A Thousand Sleepless Nights Read online

Page 3


  Could leaving Silent Fields help cleanse her of her grief?

  Or did she settle for Parker and forget these foolish dreams? Bury the grief. Trudge forward.

  She turned back to the window. The snow fell in heavy folds of fat flakes, as it had been doing for almost twenty-four hours. This kind of storm was usual for this late in April. A freak storm. A sign, as Jetty might say. Sometimes the weather wants to tell us things, she’d said once or twice during a torrential downpour or too-hot day. Sometimes it’s a sign.

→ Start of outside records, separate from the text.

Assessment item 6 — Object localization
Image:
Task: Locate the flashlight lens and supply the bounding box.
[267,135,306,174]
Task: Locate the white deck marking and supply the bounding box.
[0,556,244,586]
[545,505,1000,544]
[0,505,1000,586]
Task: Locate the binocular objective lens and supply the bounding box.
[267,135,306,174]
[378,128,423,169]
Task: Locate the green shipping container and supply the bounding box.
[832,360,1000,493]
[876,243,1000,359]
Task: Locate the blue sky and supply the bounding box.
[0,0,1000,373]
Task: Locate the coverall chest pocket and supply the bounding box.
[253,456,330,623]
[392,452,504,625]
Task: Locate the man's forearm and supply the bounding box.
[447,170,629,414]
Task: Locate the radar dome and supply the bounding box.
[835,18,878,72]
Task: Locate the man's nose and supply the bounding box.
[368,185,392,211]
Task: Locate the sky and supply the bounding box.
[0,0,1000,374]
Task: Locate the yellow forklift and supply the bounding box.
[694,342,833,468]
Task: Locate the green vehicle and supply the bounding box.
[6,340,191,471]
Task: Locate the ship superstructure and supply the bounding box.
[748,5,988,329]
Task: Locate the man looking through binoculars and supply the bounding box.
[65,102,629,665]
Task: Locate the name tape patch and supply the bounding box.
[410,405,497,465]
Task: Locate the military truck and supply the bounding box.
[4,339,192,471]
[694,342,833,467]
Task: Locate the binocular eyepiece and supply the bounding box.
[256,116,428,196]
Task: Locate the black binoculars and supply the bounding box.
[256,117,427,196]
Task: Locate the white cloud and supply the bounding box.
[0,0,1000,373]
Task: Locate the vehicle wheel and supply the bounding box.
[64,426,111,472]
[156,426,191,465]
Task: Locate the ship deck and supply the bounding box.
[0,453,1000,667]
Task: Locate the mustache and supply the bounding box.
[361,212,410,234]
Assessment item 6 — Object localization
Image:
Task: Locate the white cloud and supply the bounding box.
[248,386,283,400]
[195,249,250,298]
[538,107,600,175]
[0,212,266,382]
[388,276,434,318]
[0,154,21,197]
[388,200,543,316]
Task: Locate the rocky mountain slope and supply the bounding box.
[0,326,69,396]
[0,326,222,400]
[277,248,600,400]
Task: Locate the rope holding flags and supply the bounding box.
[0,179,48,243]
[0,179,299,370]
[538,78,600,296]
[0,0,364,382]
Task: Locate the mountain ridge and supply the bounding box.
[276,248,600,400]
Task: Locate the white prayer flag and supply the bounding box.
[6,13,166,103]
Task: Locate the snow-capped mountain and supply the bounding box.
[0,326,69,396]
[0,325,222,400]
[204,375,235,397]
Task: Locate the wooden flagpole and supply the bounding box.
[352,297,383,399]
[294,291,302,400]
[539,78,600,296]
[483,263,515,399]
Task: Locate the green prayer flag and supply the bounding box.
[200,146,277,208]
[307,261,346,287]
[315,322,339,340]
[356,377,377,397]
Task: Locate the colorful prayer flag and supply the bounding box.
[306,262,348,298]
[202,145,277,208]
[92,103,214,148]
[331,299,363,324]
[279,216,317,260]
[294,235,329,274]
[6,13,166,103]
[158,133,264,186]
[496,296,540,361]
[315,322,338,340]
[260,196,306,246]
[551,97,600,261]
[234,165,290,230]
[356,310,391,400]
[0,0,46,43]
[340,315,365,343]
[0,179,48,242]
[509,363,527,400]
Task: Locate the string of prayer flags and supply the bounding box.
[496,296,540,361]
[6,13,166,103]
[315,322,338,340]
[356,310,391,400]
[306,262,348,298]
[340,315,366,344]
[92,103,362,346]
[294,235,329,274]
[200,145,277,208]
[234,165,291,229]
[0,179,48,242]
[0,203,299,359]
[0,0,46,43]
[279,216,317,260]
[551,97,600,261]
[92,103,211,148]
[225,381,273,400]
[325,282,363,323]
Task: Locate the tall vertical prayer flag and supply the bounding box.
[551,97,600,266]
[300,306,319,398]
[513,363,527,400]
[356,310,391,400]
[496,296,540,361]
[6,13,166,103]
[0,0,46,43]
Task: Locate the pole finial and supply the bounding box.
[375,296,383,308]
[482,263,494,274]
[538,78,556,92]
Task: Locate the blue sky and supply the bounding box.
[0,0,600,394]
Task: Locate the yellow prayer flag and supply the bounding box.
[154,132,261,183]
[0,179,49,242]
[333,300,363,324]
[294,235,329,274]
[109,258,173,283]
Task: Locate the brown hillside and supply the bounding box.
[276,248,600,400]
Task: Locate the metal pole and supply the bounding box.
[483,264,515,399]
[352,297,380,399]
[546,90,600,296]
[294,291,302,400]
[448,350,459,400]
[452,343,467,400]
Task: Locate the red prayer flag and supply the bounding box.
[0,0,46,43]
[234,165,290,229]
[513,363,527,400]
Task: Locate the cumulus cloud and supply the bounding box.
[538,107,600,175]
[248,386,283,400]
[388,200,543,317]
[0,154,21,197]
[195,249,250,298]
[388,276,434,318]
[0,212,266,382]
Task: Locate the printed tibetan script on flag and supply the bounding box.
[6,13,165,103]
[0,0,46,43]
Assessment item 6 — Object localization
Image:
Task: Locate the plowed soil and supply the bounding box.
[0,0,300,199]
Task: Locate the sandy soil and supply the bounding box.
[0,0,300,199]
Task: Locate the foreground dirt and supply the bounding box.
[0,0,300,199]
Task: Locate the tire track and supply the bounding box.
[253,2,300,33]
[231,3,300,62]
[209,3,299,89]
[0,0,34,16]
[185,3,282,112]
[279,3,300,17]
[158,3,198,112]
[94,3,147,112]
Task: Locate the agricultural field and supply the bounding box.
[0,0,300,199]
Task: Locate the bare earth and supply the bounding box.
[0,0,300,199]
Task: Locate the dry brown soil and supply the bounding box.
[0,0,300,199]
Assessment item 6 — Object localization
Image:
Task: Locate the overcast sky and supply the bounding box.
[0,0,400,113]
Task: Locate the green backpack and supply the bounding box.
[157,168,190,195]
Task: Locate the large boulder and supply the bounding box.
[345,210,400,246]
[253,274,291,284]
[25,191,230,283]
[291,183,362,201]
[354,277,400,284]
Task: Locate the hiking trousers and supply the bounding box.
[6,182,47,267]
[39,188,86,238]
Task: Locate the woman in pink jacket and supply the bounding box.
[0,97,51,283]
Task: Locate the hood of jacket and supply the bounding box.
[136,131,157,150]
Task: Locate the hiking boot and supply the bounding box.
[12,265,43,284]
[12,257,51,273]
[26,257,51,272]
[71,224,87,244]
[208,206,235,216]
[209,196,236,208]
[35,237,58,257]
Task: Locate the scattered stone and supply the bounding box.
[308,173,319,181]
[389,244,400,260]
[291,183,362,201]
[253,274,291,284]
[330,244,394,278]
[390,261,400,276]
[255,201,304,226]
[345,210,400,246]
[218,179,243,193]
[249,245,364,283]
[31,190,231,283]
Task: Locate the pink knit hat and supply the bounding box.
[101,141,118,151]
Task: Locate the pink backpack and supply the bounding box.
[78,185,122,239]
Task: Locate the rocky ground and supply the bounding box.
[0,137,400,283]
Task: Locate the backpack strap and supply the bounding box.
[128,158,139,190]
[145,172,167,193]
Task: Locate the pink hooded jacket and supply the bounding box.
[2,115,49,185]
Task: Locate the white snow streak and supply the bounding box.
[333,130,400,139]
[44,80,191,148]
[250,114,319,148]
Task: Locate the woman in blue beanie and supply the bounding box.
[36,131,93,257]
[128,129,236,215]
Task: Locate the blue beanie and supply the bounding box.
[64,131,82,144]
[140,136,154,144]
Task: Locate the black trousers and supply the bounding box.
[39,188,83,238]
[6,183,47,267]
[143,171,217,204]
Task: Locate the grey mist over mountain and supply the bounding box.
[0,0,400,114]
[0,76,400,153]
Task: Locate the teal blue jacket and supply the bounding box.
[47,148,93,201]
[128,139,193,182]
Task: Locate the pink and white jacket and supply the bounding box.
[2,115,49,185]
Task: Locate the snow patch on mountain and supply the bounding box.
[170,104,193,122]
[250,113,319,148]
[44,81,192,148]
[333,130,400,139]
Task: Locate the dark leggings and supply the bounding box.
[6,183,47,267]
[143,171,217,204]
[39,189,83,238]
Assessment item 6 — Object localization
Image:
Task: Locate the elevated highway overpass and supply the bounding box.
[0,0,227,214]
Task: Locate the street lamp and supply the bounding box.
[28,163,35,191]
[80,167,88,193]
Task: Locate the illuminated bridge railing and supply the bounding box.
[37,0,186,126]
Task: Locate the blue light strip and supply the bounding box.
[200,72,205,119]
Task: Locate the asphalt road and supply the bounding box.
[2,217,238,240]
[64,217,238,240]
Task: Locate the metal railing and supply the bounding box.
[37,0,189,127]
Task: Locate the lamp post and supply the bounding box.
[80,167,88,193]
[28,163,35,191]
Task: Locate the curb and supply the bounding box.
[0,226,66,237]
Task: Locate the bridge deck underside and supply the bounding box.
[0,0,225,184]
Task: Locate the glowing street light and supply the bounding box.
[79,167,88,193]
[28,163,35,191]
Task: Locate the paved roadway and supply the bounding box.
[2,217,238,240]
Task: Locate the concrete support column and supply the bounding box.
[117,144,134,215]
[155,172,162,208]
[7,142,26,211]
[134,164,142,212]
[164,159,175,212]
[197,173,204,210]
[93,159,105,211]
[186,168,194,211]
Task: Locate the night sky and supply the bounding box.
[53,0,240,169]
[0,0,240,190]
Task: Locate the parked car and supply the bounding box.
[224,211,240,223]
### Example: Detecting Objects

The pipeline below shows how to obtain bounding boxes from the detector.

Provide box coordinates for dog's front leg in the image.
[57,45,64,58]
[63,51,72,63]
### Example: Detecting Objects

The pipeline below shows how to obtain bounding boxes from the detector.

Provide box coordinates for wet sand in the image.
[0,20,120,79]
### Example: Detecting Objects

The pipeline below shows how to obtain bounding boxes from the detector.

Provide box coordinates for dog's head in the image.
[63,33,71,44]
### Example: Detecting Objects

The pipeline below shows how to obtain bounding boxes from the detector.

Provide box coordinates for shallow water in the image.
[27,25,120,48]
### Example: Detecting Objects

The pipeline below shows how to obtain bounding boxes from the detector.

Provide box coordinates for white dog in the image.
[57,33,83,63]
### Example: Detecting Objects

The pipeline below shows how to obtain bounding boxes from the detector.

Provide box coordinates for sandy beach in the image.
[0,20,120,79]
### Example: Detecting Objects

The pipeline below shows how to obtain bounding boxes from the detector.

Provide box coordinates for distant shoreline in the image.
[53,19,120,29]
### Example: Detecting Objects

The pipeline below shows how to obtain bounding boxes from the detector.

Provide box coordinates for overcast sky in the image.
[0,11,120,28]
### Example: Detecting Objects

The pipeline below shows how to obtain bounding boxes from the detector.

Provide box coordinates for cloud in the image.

  Matilda peered out, looking for that sign.

  Sudden purpose and unusual bravery seized her by the throat. She pulled her old suitcase from under her bed—the kind women carried in black-and-white movies—and tossed it open. She threw in clothes, a random stack of books from her shelves, and the picture from her nightstand. She ran into the bathroom and grabbed her toothbrush and shampoo and brush. After throwing those on top of the clothes, she snapped the case shut.

  Click, click.

  Breathing hard, she kicked off her slippers and lowered her feet into her snow boots. She shrugged on her coat over her pink cotton nightgown and Jetty’s shawl.

  Logic and fear tried knocking at her door. Knock, knock. But she managed, for the first time in her life, to ignore them. She went with the daring.

  Down the stairs, out to the car. Kicking up wakes of powdered snow.

  Suitcase tossed in back.

  Keys in ignition.

  Driving out of town.

  As the snow finally stopped falling.

  Henry

  May 1, 1992

  Again he sat. At his table. In his spot. The brilliant spring sunlight poured in the tall windows, falling in white lines over his page. And again, he had nothing to write. With a huff, he stood and began to pace up and down the stacks. Sometimes a walk in the books helped a little. Afterward, he might eek out a half-decent sentence or two.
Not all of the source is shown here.